Ich denke, es sind sich die überwiegende Anzahlt der Juristen einig, aber was sind schon Juristen, die haben keine Ahnung ...

Ich mag ja dieses „ich bin hier der Jurist und euch kleinen Wichten haushoch überlegen“ (ich weiß dass das überspitzt formuliert ist) genauso wenig, wie „ich weiß alles besser als die Juristen“. Wir hatten hier schon einige Rechtsstreitigkeiten mit unseren Konzernjuristen und die lagen jedesmal daneben. Ich bin auch kein Jurist, aber lese beruflich die gleichen Urteile und Kommentierungen zum Arbeitsrecht. Da merke ich dann auch als Nicht-Jurist, wenn der Jurist gerade auf dem Holzweg ist. Und das kommt recht häufig vor.

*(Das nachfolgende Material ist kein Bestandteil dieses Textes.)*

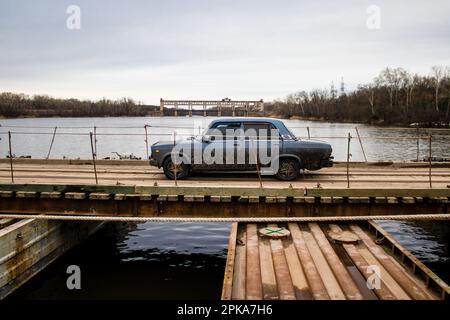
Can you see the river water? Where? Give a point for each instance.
(186, 260)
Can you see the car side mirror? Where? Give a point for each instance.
(207, 139)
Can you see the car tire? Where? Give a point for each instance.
(169, 172)
(288, 169)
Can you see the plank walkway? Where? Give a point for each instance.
(144, 175)
(308, 264)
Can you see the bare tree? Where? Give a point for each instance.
(437, 73)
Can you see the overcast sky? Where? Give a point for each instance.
(189, 49)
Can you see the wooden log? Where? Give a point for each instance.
(328, 278)
(318, 290)
(26, 194)
(6, 194)
(75, 195)
(99, 196)
(269, 283)
(343, 276)
(229, 266)
(404, 281)
(240, 271)
(298, 276)
(382, 292)
(253, 274)
(51, 195)
(119, 197)
(283, 277)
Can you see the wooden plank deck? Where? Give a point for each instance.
(309, 264)
(411, 175)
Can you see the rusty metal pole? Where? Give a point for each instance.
(10, 157)
(348, 160)
(95, 141)
(258, 169)
(175, 168)
(418, 142)
(146, 140)
(51, 143)
(360, 142)
(429, 159)
(93, 157)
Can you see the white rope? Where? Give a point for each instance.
(431, 217)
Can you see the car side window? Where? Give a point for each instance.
(259, 130)
(224, 130)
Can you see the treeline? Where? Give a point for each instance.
(20, 105)
(395, 96)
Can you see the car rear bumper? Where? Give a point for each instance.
(327, 162)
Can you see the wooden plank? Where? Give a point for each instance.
(382, 292)
(99, 196)
(229, 266)
(328, 278)
(343, 276)
(385, 276)
(75, 195)
(404, 281)
(51, 195)
(269, 282)
(283, 278)
(408, 255)
(298, 276)
(317, 287)
(26, 194)
(253, 274)
(240, 270)
(6, 194)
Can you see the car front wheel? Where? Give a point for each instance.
(170, 169)
(289, 169)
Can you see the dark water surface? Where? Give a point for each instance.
(186, 260)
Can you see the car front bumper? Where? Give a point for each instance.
(153, 162)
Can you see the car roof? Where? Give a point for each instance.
(247, 119)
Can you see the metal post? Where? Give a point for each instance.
(348, 160)
(360, 142)
(93, 157)
(95, 141)
(429, 159)
(258, 170)
(175, 169)
(146, 140)
(418, 142)
(51, 143)
(10, 157)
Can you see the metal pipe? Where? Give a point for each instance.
(418, 144)
(146, 140)
(348, 160)
(258, 169)
(175, 168)
(10, 157)
(93, 158)
(95, 141)
(429, 159)
(51, 143)
(360, 142)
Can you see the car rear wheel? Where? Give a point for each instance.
(181, 169)
(288, 169)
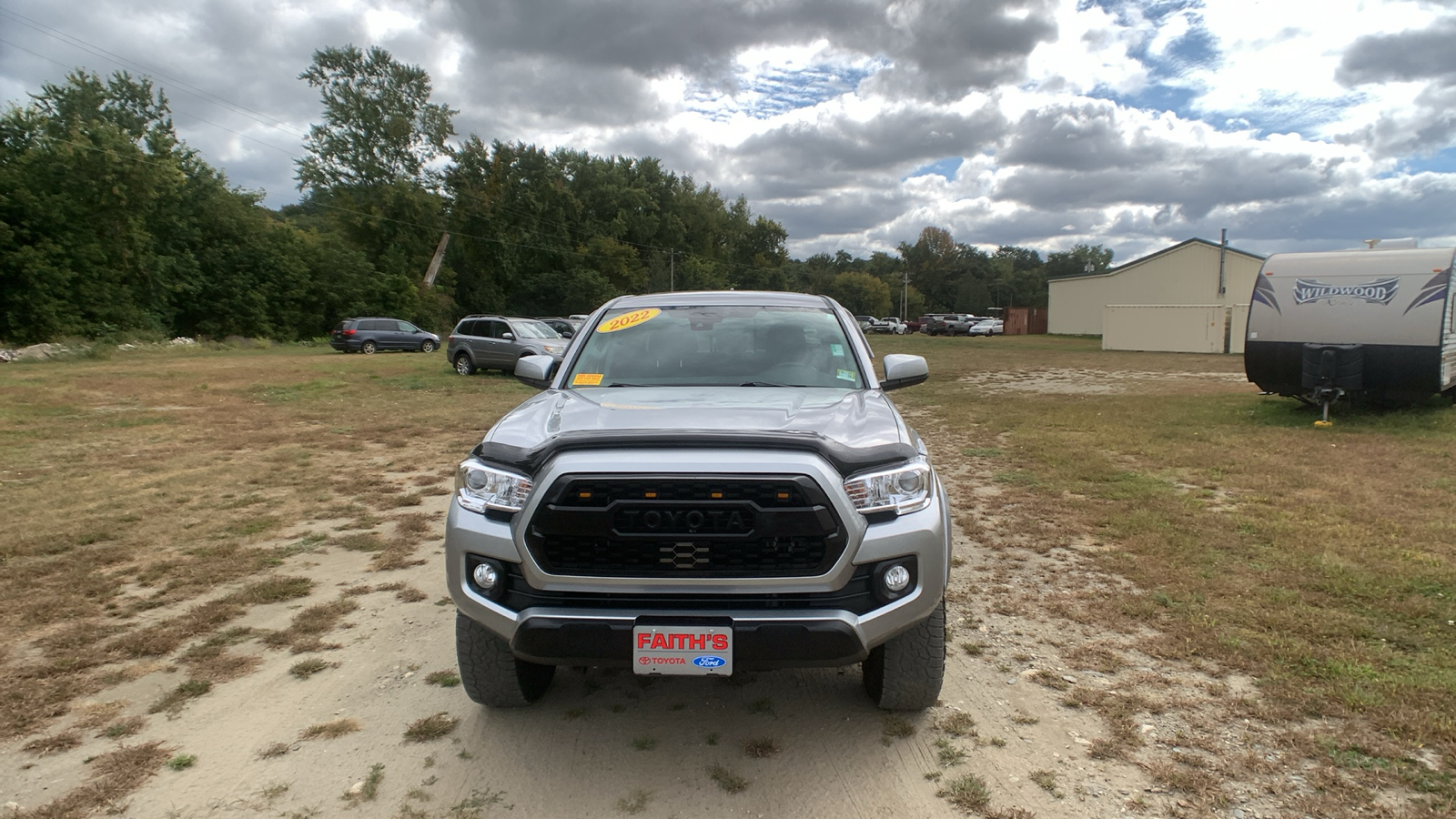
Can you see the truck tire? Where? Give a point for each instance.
(491, 675)
(906, 672)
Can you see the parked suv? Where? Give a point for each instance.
(371, 334)
(708, 482)
(484, 343)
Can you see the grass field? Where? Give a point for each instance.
(1320, 561)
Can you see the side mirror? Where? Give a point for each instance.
(535, 370)
(903, 370)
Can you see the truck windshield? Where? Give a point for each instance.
(717, 346)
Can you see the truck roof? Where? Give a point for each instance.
(691, 298)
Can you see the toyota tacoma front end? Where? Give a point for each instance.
(708, 482)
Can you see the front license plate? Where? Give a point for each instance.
(692, 651)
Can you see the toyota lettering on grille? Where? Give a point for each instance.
(684, 522)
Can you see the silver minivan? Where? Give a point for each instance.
(485, 343)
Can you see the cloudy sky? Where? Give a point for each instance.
(1295, 124)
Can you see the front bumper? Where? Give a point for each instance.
(778, 622)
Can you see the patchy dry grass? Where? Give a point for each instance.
(431, 727)
(761, 748)
(303, 634)
(109, 778)
(727, 780)
(222, 453)
(957, 723)
(177, 698)
(331, 731)
(1320, 561)
(635, 804)
(967, 792)
(303, 669)
(56, 743)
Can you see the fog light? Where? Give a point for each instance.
(487, 577)
(897, 579)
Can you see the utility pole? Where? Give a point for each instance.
(434, 264)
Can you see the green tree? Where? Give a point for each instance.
(1081, 259)
(861, 293)
(379, 126)
(86, 171)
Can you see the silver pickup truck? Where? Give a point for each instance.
(706, 482)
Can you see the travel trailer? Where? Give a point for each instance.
(1372, 324)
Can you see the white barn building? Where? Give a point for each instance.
(1190, 298)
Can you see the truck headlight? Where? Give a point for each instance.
(900, 490)
(480, 487)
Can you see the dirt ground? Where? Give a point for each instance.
(1026, 712)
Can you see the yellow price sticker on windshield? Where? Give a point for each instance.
(628, 319)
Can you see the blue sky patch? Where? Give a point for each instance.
(778, 91)
(945, 167)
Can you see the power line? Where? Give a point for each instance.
(273, 123)
(175, 111)
(124, 62)
(431, 228)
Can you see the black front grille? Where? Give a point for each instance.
(684, 526)
(856, 596)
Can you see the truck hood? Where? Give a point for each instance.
(852, 429)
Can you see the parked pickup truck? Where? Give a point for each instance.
(708, 482)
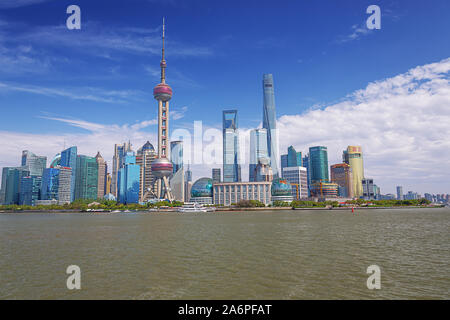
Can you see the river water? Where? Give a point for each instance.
(235, 255)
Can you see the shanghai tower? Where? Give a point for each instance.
(270, 122)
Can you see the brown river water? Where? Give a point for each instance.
(283, 254)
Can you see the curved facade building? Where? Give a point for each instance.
(281, 190)
(202, 191)
(354, 158)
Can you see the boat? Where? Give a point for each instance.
(195, 207)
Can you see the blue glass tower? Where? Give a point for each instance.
(69, 160)
(270, 122)
(258, 150)
(231, 166)
(294, 158)
(318, 164)
(128, 180)
(176, 154)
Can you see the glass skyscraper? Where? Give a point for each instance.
(86, 181)
(258, 150)
(270, 122)
(11, 179)
(30, 190)
(318, 164)
(128, 179)
(176, 155)
(231, 166)
(35, 164)
(69, 160)
(294, 158)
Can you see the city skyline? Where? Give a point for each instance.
(371, 112)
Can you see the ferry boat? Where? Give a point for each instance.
(195, 207)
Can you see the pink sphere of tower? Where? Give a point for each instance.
(162, 167)
(162, 92)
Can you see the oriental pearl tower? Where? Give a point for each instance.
(162, 168)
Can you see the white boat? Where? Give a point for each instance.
(195, 207)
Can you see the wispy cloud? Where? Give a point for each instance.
(357, 32)
(86, 93)
(7, 4)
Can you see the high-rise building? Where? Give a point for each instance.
(176, 154)
(270, 122)
(318, 164)
(231, 161)
(35, 164)
(119, 153)
(129, 180)
(258, 150)
(341, 174)
(305, 162)
(108, 184)
(294, 158)
(368, 189)
(56, 184)
(162, 167)
(11, 178)
(298, 178)
(284, 162)
(399, 193)
(216, 175)
(263, 171)
(69, 160)
(86, 181)
(353, 157)
(30, 190)
(177, 180)
(102, 170)
(144, 158)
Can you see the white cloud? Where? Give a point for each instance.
(402, 123)
(6, 4)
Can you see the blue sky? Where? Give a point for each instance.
(319, 52)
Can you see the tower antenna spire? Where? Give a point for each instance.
(163, 59)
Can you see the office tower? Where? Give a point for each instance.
(69, 160)
(119, 153)
(144, 158)
(86, 181)
(177, 180)
(176, 155)
(101, 180)
(188, 175)
(216, 175)
(30, 188)
(11, 178)
(353, 157)
(108, 184)
(368, 191)
(298, 178)
(258, 150)
(341, 174)
(129, 180)
(162, 167)
(318, 164)
(305, 162)
(399, 193)
(294, 158)
(56, 161)
(56, 184)
(270, 122)
(231, 161)
(284, 162)
(187, 184)
(34, 163)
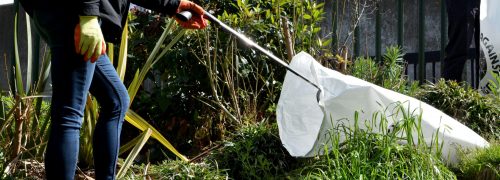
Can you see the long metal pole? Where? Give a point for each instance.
(400, 23)
(421, 42)
(378, 34)
(256, 46)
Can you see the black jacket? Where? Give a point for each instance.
(113, 13)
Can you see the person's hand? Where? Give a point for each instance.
(197, 21)
(89, 40)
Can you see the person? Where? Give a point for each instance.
(77, 32)
(463, 24)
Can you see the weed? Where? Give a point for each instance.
(481, 164)
(391, 153)
(480, 113)
(256, 152)
(186, 170)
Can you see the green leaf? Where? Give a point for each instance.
(122, 57)
(130, 158)
(18, 75)
(137, 121)
(307, 16)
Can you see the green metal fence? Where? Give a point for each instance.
(422, 58)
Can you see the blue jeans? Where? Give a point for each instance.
(72, 79)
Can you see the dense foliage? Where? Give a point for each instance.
(480, 113)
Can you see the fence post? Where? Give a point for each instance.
(335, 36)
(421, 41)
(400, 23)
(357, 33)
(378, 34)
(443, 34)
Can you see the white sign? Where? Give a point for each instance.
(2, 2)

Was die grundsätzlichen Bedenken betrifft, bin ich absolut bei euch. Hatte ich ja weiter oben auch geschrieben. Allerdings gibt es in der Abwägung der widerstreitenden Interessen immer zwei Parteien, die ihre Argumente in den Ring werden. Ein Pro-Argument für eine Testpflicht (natürlich dann mit ausreichenden Differenzierungen) wird die Meinung der Wissenschaft sein, dass sich damit der R-Wert um signifikante 0,3 Punkte senken lässt. Wenn der legitime Zweck also daraus besteht, die Infektionslage nachhaltig in den Griff zu bekommen und andere milderen Mittel bereits ausgeschöpft sind (was zu klären wäre), wäre eine weitergehende Regelung als die jetzt beschlossene wohl auch noch verhältnismäßig.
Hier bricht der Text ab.